Currently, the so-called "fentanyl analogues" are under an emergency ban that is set to expire in February without action by Congress.
"These potential adverse consequences of a lapse in scheduling of fentanyl-like substances goes beyond a simple return to the status quo," Amanda Liskamm, the director of Opioid Enforcement and Prevention Efforts in the Office of the Deputy Attorney General, told reporters. "We expect prosecutions charging substances under the temporary order to be affected, resulting in confusion and even potential trial losses. We are running out of time and if a solution isn't found, prosecutors will undoubtedly be hindered and drug traffickers will undoubtedly be helped."
According to John Martin, the assistant administrator for the Drug Enforcement Administration, 29,000 of the 72,000 reported U.S. overdose deaths in 2017 were attributed to fentanyl and fentanyl-related substances.
In 2017, then-Attorney General Jeff Sessions announced plans to take aim at one of the leading sources of fentanyl abuse, the synthetic fentanyl that drug traffickers could import from overseas manufacturers either through the mail or in some cases transported across the U.S. southern border.
By making piecemeal chemical alterations to the overall structure of fentanyl, distributors were able to avoid some of the regulations that restricted other drugs listed under the Controlled Substances Act.
The emergency change assisted prosecutors in cases, such as an August 2018, 43-count indictment against two Chinese citizens who were charged with shipping fentanyl analogues to 37 U.S. states over a decade, linked to at least two deaths of Americans in Ohio.
"When a synthetic narcotic was banned, this criminal organization would use its chemical expertise to create an analogue of the drug with a slightly different chemical structure with the same or even more potent effect," Liskamm said, later adding that if the suspects were to be extradited to the U.S. to face charges, their prosecution could potentially be affected if the emergency scheduling lapses.

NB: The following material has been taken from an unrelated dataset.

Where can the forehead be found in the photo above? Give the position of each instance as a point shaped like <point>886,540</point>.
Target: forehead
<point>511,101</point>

Lawmakers have, for the most part, been receptive to the idea of making the fentanyl-analogue scheduling permanent, under a bill sponsored by Republican Sen. Ron Johnson dubbed the "Stopping Overdoses of Fentanyl Analogues Act," or SOFA Act.
But some Democrats have recently raised concerns with the idea of a blanket re-scheduling for fentanyl-related substances and whether it could result in barriers for researchers examining the potential medically-related uses of fentanyl.
But Martin said that based on his interactions with the DEA's own interagency researchers, he thinks those concerns are overblown.
"I don't think it's going to impact [researchers] greatly at all," Martin said. "They have some concerns but from where I'm sitting I think we're trying to eliminate the perception out there in the research community that it's going to be a hindrance for them to conduct research."
In a letter to the Senate Judiciary Committee Monday, multiple criminal justice reform groups including the ACLU and Drug Policy Alliance also spelled out their objections to the legislation -- arguing the approach would result in harsher sentences and unfair targeting of communities of color, while having little to no effect on deaths from overdosing.
"We believe the Committee is right to be concerned about fentanyl-related deaths, but this approach merely repeats the mistakes of the past by exacerbating our incarceration problem," the groups said in the letter. "The Committee should move away from the belief that increased enforcement powers for the DEA will translate into reduced overdose deaths."